Where Dialogue Begins…

By in News on January 8, 2011

Artist-in-residence Marlon Griffith in his studio at Popopstudios

Artist Marlon Griffith works on the costumes he designed for the scrap group “Sperit” in his studio at Popopstudios Center for the Visual Arts.

They had come to Bay Street colorless. Intricate patterns carved into unusual forms, Marlon Griffith’s costumes, donned by the scrap group “Sperrit” during the Boxing Day Junkanoo parade, were bound to inspire questions.

“What are these?” a puzzled official asked Griffith, who had been video-taping the group on the parade route.

“This is my work,” the Trinidadian artist replied.

“Interesting,” said the official.

Griffith recalled the exchange days after the parade, noting what was perhaps one of the most important elements of his presentation.

“You could see he was curious about it which is good,” said Griffith.

The presentation had been part of a continuous conversation with dialogue boxes scattered around the globe. Griffith, recipient of a 2010 Commonwealth Connections international arts residency and the current Artist in Residence at Popopstudios, has introduced interpretations of his native Carnival into festivals, street parades and galleries on three continents.

His goal: To take Carnival as an art form beyond the streets of Trinidad and Tobago.

“Here I was doing this thing, and I was happy doing it, but I needed to explore something more. It was like ‘how do I take this thing and do something else with it?’,” said Griffith, who played mas or participated in Carnival as a child and began designing and constructing costumes as an adult.

The artist, who now lives in Japan with his wife, began creating Carnival-inspired pieces after a trip to Hartford, Connecticut in the mid-90s. There he saw other artists exhibiting work that pertained to the event outside of its context.

“That became a big part of the work, taking this thing outside of the context and placing it in another space and seeing how people respond to it.”

Griffith learned about Junkanoo six years ago from Bahamian artist John Beadle. The similarities between the festivals despite their distinct identities piqued his interest.

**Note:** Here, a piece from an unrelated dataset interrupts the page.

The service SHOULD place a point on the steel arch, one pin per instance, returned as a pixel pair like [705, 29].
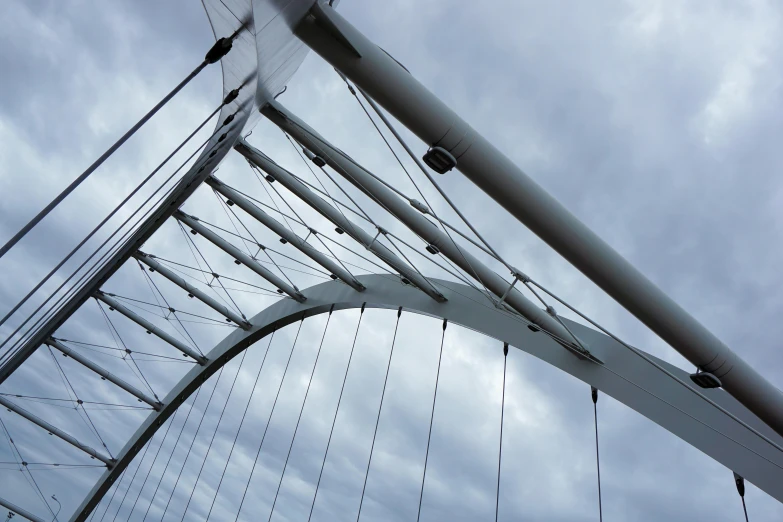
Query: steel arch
[623, 375]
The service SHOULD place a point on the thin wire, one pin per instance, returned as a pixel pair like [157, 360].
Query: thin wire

“We have all these other festivals in the Caribbean … they’re so similar to each other, but at the same time, so different because our histories between us are so different,” he said.

In is latest intervention here in The Bahamas, Griffith incorporated a motif that he has been working with for the past few years. His Junkanoo costumes were abstracted forms of the humming bird.

“The humming bird is an image that is always so representative of the Caribbean,” said the artist, who, in working with the motif over the years, has learned of the aggressive and territorial nature of the bird. Griffith’s preoccupation with the humming bird has been about exploring ways to “take that image and turn it into something more than what it really is, and in doing that it kind of exposes who we really are in a sense.”

The Junkanoo costume forms included abstract swans as well. Griffith used the swan, with its association with elegance and grandeur, to represent the magnitude of the tourism product he found on arriving in The Bahamas. Yet at the same time the swan, a form assumed by Zeus in Greek mythology to rape a woman, represents the dubious nature of the industry with its potential for negative effects on local culture.

Together the abstracted forms and their new interpretations of known images also point to Griffith’s efforts to create a new Caribbean mythology.

“We grow up hearing all these mythologies about people that live in the Caribbean but … where are the new mythologies for the time we live in now? All of the images are based on things we are familiar with but at the same time they’re not so familiar,” he said.

As for his other artistic interventions, some of which he has performed with curator Claire Tancons, Griffith said that public reaction has varied.

“We have been able to do some interventions into different spaces and communities and there has been positive reactions as well as negative. But we’ve been able to learn from those interactions, and I think we’ve learned that there’s a big relationship between the artist and the people.”

At the time of the interview Griffith said that he was still assessing the reaction to his presentation at Junkanoo. He did say, though, that he has been able to learn more about the region through such projects.

“This work kind of helps me understand these islands a lot more, and I guess that’s where the dialogue begins.”

An installation by Marlon Griffith at Popopstudios.